Inflammation enhances tumour promotion through NF-kappa B-dependent mechanisms(1). NF-kappa B was also proposed to promote metastatogenesis through epithelial - mesenchymal transition(2). Yet a mechanistic link between inflammation and metastasis is missing. We identified a role for I kappa B kinase alpha (IKK alpha), activated by receptor activator of NF-kappa B (RANK/TNFRSF11A), in mammary epithelial proliferation during pregnancy(3).

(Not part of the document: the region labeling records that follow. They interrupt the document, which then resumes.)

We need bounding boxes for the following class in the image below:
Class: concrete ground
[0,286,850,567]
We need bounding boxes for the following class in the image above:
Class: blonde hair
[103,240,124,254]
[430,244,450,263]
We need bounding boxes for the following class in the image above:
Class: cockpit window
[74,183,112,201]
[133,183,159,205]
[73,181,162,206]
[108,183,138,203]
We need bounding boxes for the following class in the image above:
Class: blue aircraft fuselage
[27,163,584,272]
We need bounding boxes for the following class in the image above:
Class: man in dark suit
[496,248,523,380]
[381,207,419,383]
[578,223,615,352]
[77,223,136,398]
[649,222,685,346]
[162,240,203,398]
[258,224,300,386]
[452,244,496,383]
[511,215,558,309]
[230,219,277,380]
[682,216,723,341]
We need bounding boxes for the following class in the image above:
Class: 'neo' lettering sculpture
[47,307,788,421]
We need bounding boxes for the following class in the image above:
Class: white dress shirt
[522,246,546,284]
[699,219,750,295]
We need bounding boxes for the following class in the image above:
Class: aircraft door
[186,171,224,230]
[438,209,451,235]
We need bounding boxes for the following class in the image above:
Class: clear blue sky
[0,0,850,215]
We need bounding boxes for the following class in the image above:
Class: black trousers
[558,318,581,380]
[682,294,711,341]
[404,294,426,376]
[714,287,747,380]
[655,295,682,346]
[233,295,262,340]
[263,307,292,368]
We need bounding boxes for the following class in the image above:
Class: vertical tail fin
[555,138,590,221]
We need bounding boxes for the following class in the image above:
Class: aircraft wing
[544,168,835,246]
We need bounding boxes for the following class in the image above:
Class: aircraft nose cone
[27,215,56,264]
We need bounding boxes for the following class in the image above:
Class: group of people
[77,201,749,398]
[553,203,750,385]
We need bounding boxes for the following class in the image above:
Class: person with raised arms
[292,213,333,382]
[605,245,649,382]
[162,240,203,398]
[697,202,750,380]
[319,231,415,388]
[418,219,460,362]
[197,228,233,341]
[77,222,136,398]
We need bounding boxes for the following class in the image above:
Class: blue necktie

Owing to similarities between mammary and prostate epithelia, we examined IKK alpha involvement in prostate cancer and its progression. Here we show that a mutation that prevents IKK alpha activation slows down CaP growth and inhibits metastatogenesis in TRAMP mice, which express SV40 T antigen in the prostate epithelium(4). Decreased metastasis correlated with elevated expression of the metastasis suppressor Maspin(5), the ablation of which restored metastatic activity. IKK alpha activation by RANK ligand (RANKL/TNFSF11) inhibits Maspin expression in prostate epithelial cells, whereas repression of Maspin transcription requires nuclear translocation of active IKK alpha. The amount of active nuclear IKK alpha in mouse and human prostate cancer correlates with metastatic progression, reduced Maspin expression and infiltration of prostate tumours with RANKL-expressing inflammatory cells. We propose that tumour-infiltrating RANKL-expressing cells lead to nuclear IKK alpha activation and inhibition of Maspin transcription, thereby promoting the metastatic phenotype.